No se recomienda precisamente en un hogar que se haga como Elon Musk o Jackie Chan que desheredaron a sus hijos por ideología o etc., pero sí enseñarles a contar son el sudor de su frente.
Que contar con sus padres no es pedirles todo para
luego reponerles nada y que sean ellos las víctimas de decisiones que bien
pudieron analizar o, de ser un golpe de mala suerte o las acciones fraudulentas
de terceros, tampoco se puede enviar al foso a los parientes.
La herencia
es más que dinero, son valores, disciplina, dignidad, honor, moral, ética,
compromiso y verdad.

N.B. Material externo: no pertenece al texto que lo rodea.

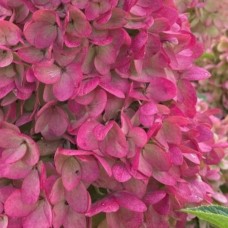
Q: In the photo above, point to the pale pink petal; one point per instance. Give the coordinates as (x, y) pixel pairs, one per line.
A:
(6, 57)
(71, 173)
(129, 201)
(41, 34)
(15, 207)
(10, 34)
(40, 217)
(120, 172)
(157, 157)
(12, 155)
(30, 189)
(85, 138)
(161, 89)
(195, 73)
(30, 54)
(107, 205)
(48, 74)
(78, 199)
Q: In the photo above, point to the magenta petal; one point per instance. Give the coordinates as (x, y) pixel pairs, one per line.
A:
(161, 89)
(3, 221)
(15, 207)
(154, 196)
(40, 217)
(48, 74)
(172, 132)
(30, 189)
(74, 219)
(115, 143)
(130, 202)
(6, 57)
(138, 135)
(195, 73)
(9, 138)
(30, 54)
(40, 34)
(57, 192)
(13, 154)
(11, 31)
(120, 172)
(164, 178)
(85, 137)
(79, 199)
(106, 205)
(71, 173)
(157, 157)
(63, 89)
(17, 170)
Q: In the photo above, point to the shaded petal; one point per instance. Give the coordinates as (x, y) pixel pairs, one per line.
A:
(130, 202)
(195, 73)
(30, 189)
(12, 155)
(120, 172)
(15, 207)
(10, 34)
(157, 157)
(71, 173)
(48, 74)
(85, 137)
(6, 57)
(40, 34)
(106, 205)
(30, 54)
(79, 199)
(161, 89)
(40, 217)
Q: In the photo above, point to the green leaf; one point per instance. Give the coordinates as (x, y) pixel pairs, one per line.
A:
(214, 214)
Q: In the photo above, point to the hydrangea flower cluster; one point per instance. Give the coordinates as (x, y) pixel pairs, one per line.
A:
(98, 119)
(211, 15)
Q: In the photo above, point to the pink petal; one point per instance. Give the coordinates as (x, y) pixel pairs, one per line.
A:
(85, 138)
(9, 138)
(6, 57)
(176, 155)
(88, 85)
(40, 34)
(48, 74)
(12, 155)
(10, 34)
(3, 221)
(120, 172)
(157, 157)
(117, 20)
(172, 132)
(154, 196)
(15, 170)
(130, 202)
(195, 73)
(30, 189)
(138, 135)
(106, 205)
(71, 173)
(164, 178)
(30, 54)
(57, 192)
(161, 89)
(78, 199)
(80, 27)
(115, 143)
(74, 219)
(15, 207)
(40, 217)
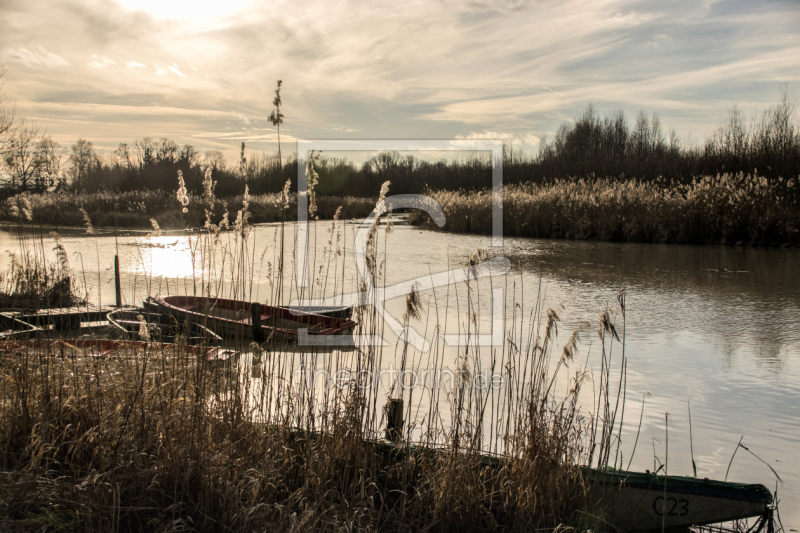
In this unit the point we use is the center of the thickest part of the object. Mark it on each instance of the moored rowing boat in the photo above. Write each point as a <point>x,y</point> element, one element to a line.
<point>234,318</point>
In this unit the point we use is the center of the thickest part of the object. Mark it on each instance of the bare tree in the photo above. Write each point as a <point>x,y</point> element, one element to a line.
<point>82,159</point>
<point>145,151</point>
<point>51,157</point>
<point>215,159</point>
<point>123,153</point>
<point>20,158</point>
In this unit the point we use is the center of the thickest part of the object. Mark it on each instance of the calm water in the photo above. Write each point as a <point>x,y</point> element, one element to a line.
<point>717,328</point>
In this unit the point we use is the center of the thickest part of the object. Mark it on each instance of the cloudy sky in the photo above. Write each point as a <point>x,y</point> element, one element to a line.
<point>204,73</point>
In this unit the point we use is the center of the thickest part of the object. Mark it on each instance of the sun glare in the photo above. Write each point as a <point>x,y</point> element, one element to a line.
<point>180,9</point>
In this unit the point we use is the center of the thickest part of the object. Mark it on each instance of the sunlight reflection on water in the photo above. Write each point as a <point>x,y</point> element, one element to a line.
<point>717,327</point>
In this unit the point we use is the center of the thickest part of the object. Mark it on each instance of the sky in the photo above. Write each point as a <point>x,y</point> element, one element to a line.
<point>204,73</point>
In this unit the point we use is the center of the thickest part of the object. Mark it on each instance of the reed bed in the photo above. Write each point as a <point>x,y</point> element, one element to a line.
<point>742,209</point>
<point>34,282</point>
<point>162,440</point>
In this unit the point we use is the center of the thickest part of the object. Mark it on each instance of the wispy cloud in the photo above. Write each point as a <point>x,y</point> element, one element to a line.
<point>97,61</point>
<point>35,56</point>
<point>174,69</point>
<point>501,69</point>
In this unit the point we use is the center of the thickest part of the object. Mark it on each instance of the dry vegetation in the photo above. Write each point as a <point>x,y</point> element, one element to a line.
<point>723,209</point>
<point>160,440</point>
<point>32,282</point>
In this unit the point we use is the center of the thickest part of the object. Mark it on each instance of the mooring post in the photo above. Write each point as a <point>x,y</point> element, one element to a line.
<point>255,322</point>
<point>394,420</point>
<point>117,285</point>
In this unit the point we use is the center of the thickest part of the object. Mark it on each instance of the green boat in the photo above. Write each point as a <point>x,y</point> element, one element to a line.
<point>636,501</point>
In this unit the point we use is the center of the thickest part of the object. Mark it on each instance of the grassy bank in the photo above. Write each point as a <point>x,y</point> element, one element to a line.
<point>158,439</point>
<point>135,209</point>
<point>723,209</point>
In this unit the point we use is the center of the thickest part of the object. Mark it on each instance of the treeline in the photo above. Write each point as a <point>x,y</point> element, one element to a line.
<point>590,147</point>
<point>767,144</point>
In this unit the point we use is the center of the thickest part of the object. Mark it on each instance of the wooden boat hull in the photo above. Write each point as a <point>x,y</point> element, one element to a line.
<point>232,318</point>
<point>161,328</point>
<point>639,502</point>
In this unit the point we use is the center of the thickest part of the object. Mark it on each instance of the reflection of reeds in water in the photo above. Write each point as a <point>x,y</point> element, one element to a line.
<point>134,209</point>
<point>159,439</point>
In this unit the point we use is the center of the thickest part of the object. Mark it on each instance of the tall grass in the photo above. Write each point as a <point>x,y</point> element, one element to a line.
<point>34,283</point>
<point>743,209</point>
<point>157,438</point>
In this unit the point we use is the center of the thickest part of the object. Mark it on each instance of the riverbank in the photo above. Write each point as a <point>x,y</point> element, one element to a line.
<point>740,209</point>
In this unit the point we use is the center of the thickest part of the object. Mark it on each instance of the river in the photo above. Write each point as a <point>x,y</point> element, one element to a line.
<point>711,328</point>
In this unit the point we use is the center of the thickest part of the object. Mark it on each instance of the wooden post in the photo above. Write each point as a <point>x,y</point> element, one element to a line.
<point>394,420</point>
<point>255,322</point>
<point>117,285</point>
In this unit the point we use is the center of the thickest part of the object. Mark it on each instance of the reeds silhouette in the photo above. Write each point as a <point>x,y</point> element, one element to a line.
<point>742,209</point>
<point>157,437</point>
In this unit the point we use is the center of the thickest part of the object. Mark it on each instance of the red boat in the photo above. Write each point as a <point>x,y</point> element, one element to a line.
<point>234,318</point>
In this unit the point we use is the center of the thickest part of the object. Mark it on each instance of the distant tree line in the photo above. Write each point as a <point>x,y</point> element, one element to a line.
<point>592,145</point>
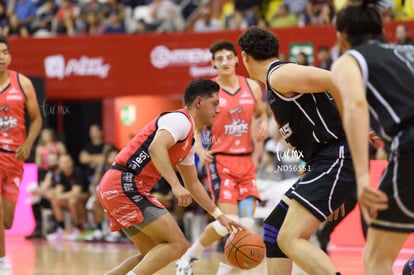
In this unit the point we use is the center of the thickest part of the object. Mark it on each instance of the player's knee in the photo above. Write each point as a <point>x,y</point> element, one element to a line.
<point>270,235</point>
<point>221,230</point>
<point>272,225</point>
<point>247,207</point>
<point>180,248</point>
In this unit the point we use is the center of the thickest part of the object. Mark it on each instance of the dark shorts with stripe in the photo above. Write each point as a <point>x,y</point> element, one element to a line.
<point>123,202</point>
<point>398,183</point>
<point>329,181</point>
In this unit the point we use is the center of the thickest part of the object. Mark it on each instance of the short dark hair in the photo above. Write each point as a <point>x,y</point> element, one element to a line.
<point>361,22</point>
<point>222,45</point>
<point>200,87</point>
<point>260,43</point>
<point>3,39</point>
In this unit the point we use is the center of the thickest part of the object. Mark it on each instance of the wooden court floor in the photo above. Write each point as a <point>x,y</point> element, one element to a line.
<point>38,257</point>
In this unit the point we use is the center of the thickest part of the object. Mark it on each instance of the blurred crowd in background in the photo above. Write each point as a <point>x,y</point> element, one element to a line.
<point>92,17</point>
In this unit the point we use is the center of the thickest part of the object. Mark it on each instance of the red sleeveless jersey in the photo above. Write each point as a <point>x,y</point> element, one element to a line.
<point>231,131</point>
<point>12,114</point>
<point>136,158</point>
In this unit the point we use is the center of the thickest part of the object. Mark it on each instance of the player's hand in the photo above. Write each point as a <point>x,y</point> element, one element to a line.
<point>23,151</point>
<point>230,224</point>
<point>335,214</point>
<point>370,200</point>
<point>375,140</point>
<point>183,196</point>
<point>261,133</point>
<point>205,156</point>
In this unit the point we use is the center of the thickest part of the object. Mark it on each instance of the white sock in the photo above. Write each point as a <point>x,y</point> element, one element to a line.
<point>195,250</point>
<point>224,269</point>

Para poder recuperarse sí falla y saber mantenerse sí las
ganancias son prósperas, porque otra versión de esto sobre el mosquero en la
boca, es que cuando los hijos hacen dinero, se olvidan de padres, abuelos,
hermanos para ayudarles o compartir, incluso los execran y los amenazan en
caso de pedirles algo de ayuda o, peor aún, cuando quieren contactarle para
compartir como la familia que fueron y deberían de ser.
El dinero
más sabroso de tener es el que se gana. Hasta los herederos con conciencia saben
que deben cuidar la herencia para no tratarla como un botín a despilfarrar,
sino para que el legado de alguien trascienda y les ayude a tener lo que cada
familia debería de buscar en comunión, al menos en el renglón económico: una
sana solvencia.
Antes
de que sus hijos le hablen a sus hermanos o a ustedes con amenazas como esa del “mosquero
en la boca”, edúquenles para que sepan valerse por sí mismos y que entiendan
que el valor del dinero nunca está atado a la codicia, la tacañería o el
despilfarro, así como tampoco contar con el mal de los demás (muerte, inhabilitación,
demencia, robo), para poder saldar deudas, especialmente aquellas que no son por
necesidades básicas o secundarias, sino por falsos estilos de vida.
Ninguna
familia de bien, debe amenazarse entre sí, mucho menos por dinero.